Our relationship to home is fraught with layers of memory, especially if we are dislocated from it. The memories can be traumatic because of the existence and subsequent destruction of the sacred and the beautiful, the constant process of attachment and separation, with home our original reference point for all of it. If we are lucky we can heal and return. Many cannot. I am lucky to be able to come to this farm to heal and look after this Country. It recharges me to navigate the family home that is loaded with old dynamics, a home that sits about 200 metres from one of the most sacred places in the world. So called Kings Park was known by a few Nyungar names, including Kaarta-garup, Mooro-Kaarta and Kaarta Koomba, which all come from Kara, the Nyungar word for Spider, so it is called something like the place of the spiders. Although the king is no more, the spiders remain, reflecting a harmony of utility through the huge cultural change that is both tragic and hopeful. The entire Nyungar nation, covering an area similar in size to Ireland, would meet here for weddings, funerals, dances and ceremony since time immemorial. The same dances of place and animals, even if the stories may have changed and adapted, the same rhythms stamped out by bare feet and the same vibrational harmonic sound waves that were born direct from the land they speak to and protect. Now this place has cafes, rock concerts and a war memorial. People get married and picnic here. Culture is still performed, but for most who participate the real history is unknown, a collaboration of wilful ignorance and intentional erasure. It made it easier to colonise then, and the cultural undercurrents make it easier to perpetuate colonial rule now.

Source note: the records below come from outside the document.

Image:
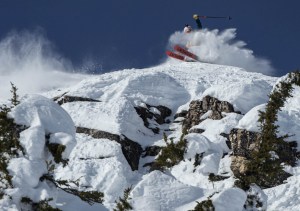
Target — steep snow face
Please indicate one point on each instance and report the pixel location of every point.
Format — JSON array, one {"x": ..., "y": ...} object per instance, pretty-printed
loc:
[
  {"x": 43, "y": 118},
  {"x": 98, "y": 164},
  {"x": 172, "y": 85},
  {"x": 158, "y": 191}
]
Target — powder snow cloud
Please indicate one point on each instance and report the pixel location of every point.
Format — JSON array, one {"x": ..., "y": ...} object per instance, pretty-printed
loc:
[
  {"x": 221, "y": 47},
  {"x": 30, "y": 61}
]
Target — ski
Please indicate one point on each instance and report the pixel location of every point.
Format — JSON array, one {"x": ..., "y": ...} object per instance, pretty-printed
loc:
[
  {"x": 175, "y": 55},
  {"x": 186, "y": 52}
]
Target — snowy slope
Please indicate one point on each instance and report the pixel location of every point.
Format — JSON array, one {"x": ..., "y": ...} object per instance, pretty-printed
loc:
[{"x": 99, "y": 164}]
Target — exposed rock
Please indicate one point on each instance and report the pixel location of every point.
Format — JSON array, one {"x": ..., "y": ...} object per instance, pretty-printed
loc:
[
  {"x": 131, "y": 150},
  {"x": 183, "y": 113},
  {"x": 239, "y": 165},
  {"x": 155, "y": 113},
  {"x": 199, "y": 108},
  {"x": 228, "y": 143},
  {"x": 243, "y": 142},
  {"x": 215, "y": 178},
  {"x": 256, "y": 199},
  {"x": 288, "y": 152},
  {"x": 196, "y": 130},
  {"x": 67, "y": 99}
]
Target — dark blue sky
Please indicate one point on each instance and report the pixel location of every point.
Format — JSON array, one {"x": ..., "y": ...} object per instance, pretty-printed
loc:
[{"x": 134, "y": 33}]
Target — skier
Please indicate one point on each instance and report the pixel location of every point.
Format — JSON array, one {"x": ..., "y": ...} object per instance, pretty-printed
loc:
[
  {"x": 187, "y": 28},
  {"x": 198, "y": 22}
]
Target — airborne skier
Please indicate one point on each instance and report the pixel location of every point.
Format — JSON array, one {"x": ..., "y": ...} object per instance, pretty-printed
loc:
[{"x": 186, "y": 55}]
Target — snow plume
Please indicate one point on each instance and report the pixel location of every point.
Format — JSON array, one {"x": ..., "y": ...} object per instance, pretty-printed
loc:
[
  {"x": 29, "y": 60},
  {"x": 217, "y": 47}
]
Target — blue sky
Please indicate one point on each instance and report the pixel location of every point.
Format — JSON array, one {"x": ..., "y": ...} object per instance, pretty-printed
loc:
[{"x": 134, "y": 33}]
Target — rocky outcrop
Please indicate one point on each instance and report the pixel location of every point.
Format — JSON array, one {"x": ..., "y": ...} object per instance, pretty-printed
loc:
[
  {"x": 131, "y": 150},
  {"x": 198, "y": 108},
  {"x": 158, "y": 114},
  {"x": 67, "y": 99},
  {"x": 151, "y": 151},
  {"x": 243, "y": 142}
]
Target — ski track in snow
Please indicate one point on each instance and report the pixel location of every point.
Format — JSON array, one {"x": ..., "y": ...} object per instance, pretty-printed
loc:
[{"x": 99, "y": 164}]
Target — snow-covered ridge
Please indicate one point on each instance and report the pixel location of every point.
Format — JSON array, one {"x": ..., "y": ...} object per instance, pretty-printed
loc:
[{"x": 99, "y": 163}]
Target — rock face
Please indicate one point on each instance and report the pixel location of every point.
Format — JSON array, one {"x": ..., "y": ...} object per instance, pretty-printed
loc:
[
  {"x": 198, "y": 108},
  {"x": 131, "y": 150},
  {"x": 158, "y": 114},
  {"x": 244, "y": 143}
]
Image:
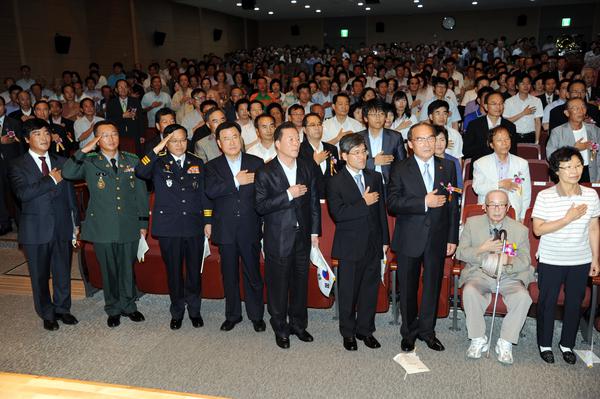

For better or worse, we now share this home, this place of communal culture, with everyone who resides here. Whether you arrived as a settler, a convict, a soldier, a government official, a migrant or have arrived recently as a student, worker or tourist, you are here, and you bring your notion of home with you. The layers of emotional complexity, the memories, the songs and stories. You bring your ancestry here and perform your culture as best you can within the framework of social order that perches somewhat precariously and certainly illegitimately on top of this land, very slowly beginning to become a part of it, very slowly beginning to speak the language of here, slowly translating each other’s myriad linguistic patterns.

For the Cukrov family, the home they built in Wattleup will be gone in physical form, living instead in the language, the memories, the behavioural patterns for which their house was a vessel. These patterns are in a sense immaterial, and can be translated to another place, to another home, but the Cukrovs will need to grieve. They will not only take their history of being here on Nyungar country with them but also the songs and stories of their Yugoslavian homeland, which is no longer a political entity but remains as Country, in all its changing patterns and relationships and languages. The places they’ve settled to make new homes will be on unceded Indigenous land, and they will be there as guests, as we all are. Country will be there, all around them, supporting them, as it is all of us; but as in any relationship, that support has to be mutual.



Jack Mitchell is a Perth-born, Melbourne-based designer, artist and researcher with Whadjuk/Balladong Noongar heritage. A graduate of Curtin Univeristy, Jack focuses on the complex cultural relationships that exist in our cities and architecture’s potential to support Indigenous culture. Jack was awarded the Creators Fund from Creative Victoria to pursue his project Blak, White and Bluespace, which investigates Indigenous cultural relationships to water and how the built environment can benefit from understanding these relationships.